In due course, one of those emissaries came to Jerusalem to arrange some commercial treaty or other with King Solomon. Lemuel, well acquainted with the Solomon's universal reputation for wisdom (cf. 1 Kings 4:31), had sent along a copy of his mother's instructions as a personal gift. Now it happened that Solomon was in the process, just then, of editing a collection of traditional wisdom maxims, that is, the core document for the Book of Proverbs. Gladly receiving Lemuel's little scroll, therefore, he read it promptly and was so impressed that he incorporated the maternal instructions verbatim toward the end of his collection. Thus now, three thousand years later, we read those brief instructions of Lemuel's mother here in verses1-9.

Perhaps significant also is the context in which Solomon placed the instructions of Lemuel's mother in the Book of Proverbs. Namely, immediately in front of the famous description of the ideal wise woman (verses10-31). Was Solomon thereby paying the Queen Mother of Massa a compliment, suggesting that she herself exemplified that description? The idea is attractive.

Although the Book of Proverbs several times recommends that a young man pay attention to the teaching of his mother (1:8; 6:20; 15:20), these verses from Lemuel's mother are the only example of maternal teaching explicitly contained in Proverbs. And, on reading this material, we gain the impression that it is not much different, on the whole, from the instruction that a young man received from his father. There are warnings against lust (verse 3) and drinking alcohol (verse 4), along with an exhortation to take care of the oppressed and the poor (verses 5-9).

The final twenty-two verses of Proverbs (verses 10-31) form an acrostic, the verses all beginning with the sequential letters of the Hebrew alphabet. The theme is the good wife, a blessing often remarked on throughout this book (5:15;11:16; 12:4; 18:22; 19:14; cf. Sirach 7:19; 26:1-4,13-18). Here, however, the ideal wife is elaborately described in terms of her industry, economics, stewardship, discipline, labor, charity, wisdom and piety.

Saturday, March 12

Matthew 20:29-34: Following a literary technique that he uses often, Matthew combines two accounts of the healing of blind men from Mark (8:22-26; 10:46-52) into a single story.

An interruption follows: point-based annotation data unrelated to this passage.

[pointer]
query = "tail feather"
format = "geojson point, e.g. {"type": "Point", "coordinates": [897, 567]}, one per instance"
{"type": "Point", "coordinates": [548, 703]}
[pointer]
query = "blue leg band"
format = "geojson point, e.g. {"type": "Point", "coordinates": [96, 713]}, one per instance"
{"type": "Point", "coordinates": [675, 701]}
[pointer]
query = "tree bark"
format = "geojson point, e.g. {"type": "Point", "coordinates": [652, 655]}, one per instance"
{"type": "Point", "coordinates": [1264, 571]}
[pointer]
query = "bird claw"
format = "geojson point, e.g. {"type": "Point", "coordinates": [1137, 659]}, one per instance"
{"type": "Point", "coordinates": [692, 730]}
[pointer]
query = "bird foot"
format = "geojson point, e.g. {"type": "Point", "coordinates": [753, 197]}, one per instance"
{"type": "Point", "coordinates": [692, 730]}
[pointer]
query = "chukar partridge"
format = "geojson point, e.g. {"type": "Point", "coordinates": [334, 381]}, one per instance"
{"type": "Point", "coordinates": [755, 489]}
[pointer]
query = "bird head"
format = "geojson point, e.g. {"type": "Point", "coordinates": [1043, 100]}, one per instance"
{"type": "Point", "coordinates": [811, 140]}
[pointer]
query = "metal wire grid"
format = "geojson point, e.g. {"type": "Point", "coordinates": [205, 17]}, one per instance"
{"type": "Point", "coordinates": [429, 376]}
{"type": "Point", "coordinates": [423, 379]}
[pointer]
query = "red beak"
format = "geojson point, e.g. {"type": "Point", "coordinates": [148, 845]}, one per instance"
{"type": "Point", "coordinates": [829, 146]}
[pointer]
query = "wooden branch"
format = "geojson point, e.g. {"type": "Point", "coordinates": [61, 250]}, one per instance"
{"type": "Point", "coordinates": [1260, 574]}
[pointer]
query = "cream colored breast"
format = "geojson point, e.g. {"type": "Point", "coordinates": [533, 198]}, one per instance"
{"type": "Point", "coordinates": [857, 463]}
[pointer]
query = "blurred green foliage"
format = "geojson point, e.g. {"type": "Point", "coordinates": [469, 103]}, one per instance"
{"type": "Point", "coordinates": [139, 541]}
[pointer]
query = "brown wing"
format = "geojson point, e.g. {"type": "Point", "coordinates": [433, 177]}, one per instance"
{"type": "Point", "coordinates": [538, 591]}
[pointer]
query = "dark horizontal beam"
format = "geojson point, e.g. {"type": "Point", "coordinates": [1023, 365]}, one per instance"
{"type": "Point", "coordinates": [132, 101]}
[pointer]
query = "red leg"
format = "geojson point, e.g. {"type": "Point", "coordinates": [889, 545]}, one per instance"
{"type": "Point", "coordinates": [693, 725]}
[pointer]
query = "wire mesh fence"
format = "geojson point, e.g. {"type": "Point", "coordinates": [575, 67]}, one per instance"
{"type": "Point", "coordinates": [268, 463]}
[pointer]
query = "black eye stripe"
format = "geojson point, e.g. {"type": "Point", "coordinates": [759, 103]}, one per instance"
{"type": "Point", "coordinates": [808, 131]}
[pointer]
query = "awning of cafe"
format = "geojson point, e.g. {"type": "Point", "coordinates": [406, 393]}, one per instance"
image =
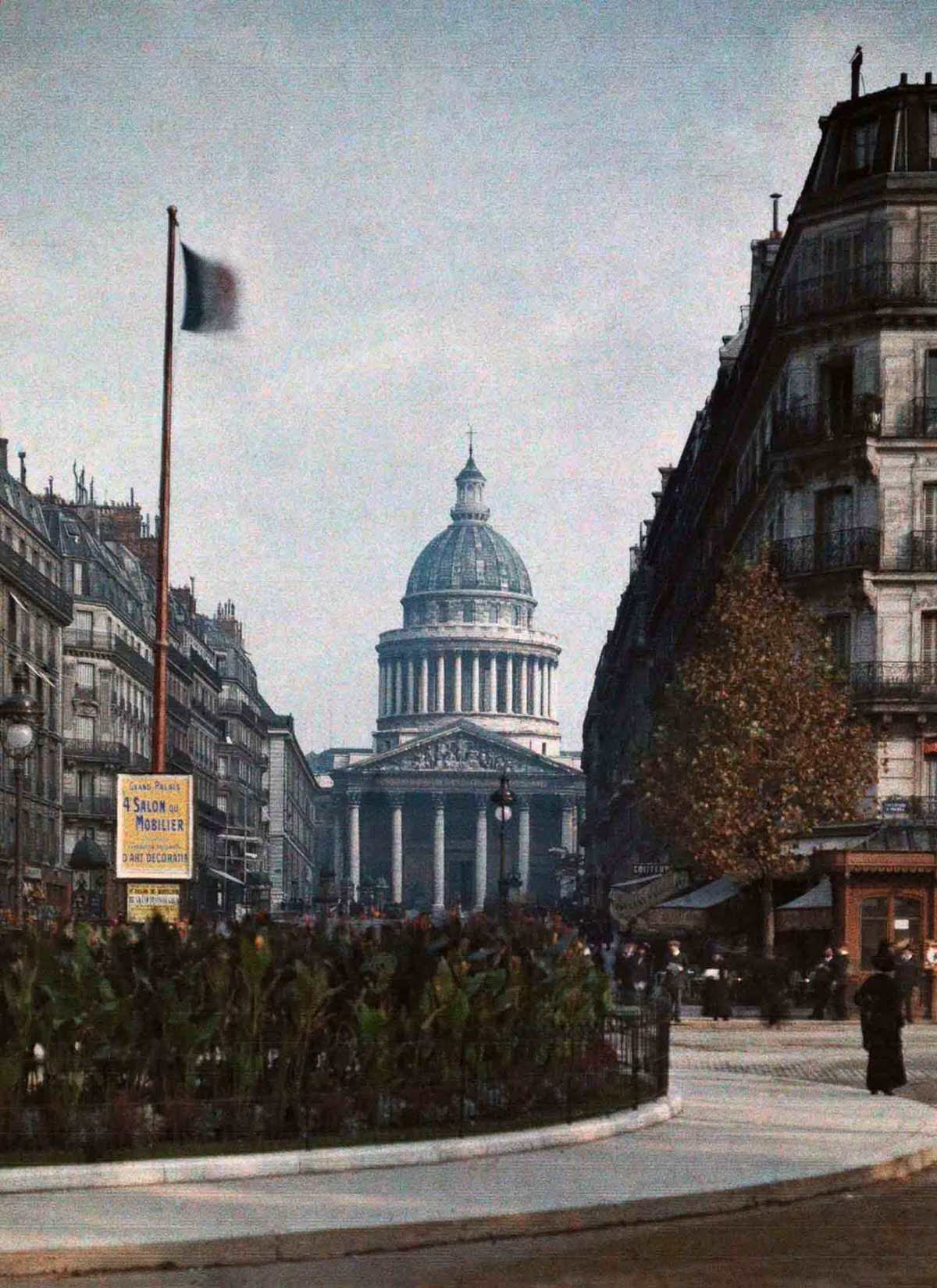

This arrangement effectively juxtaposes these two men with the two sons of Zebedee, whose spiritual blindness we saw in yesterday’s reading from Matthew. These two blind men, symbolically representing James and John (and hence all Christians in need of enlightenment with respect to the Cross), are healed of their spiritual blindness.

Thus healed, says the text, “they followed Him” (20:34). These men, formerly blind, become part of the congregation that will accompany Israel’s true King into Jerusalem to accomplish the mystery of Redemption. This story thus becomes an invitation to all readers, summoning them to join the same procession into the coming mysteries of Holy Week.

To “follow” Christ means to live by the pattern of the Cross, to pursue the implications of Baptism and the Holy Eucharist, the one a mystic identification with His death and resurrection (Romans 6:3; Galatians 3:27), the other a proclaiming of His death “until He comes” (1 Corinthians 11:26).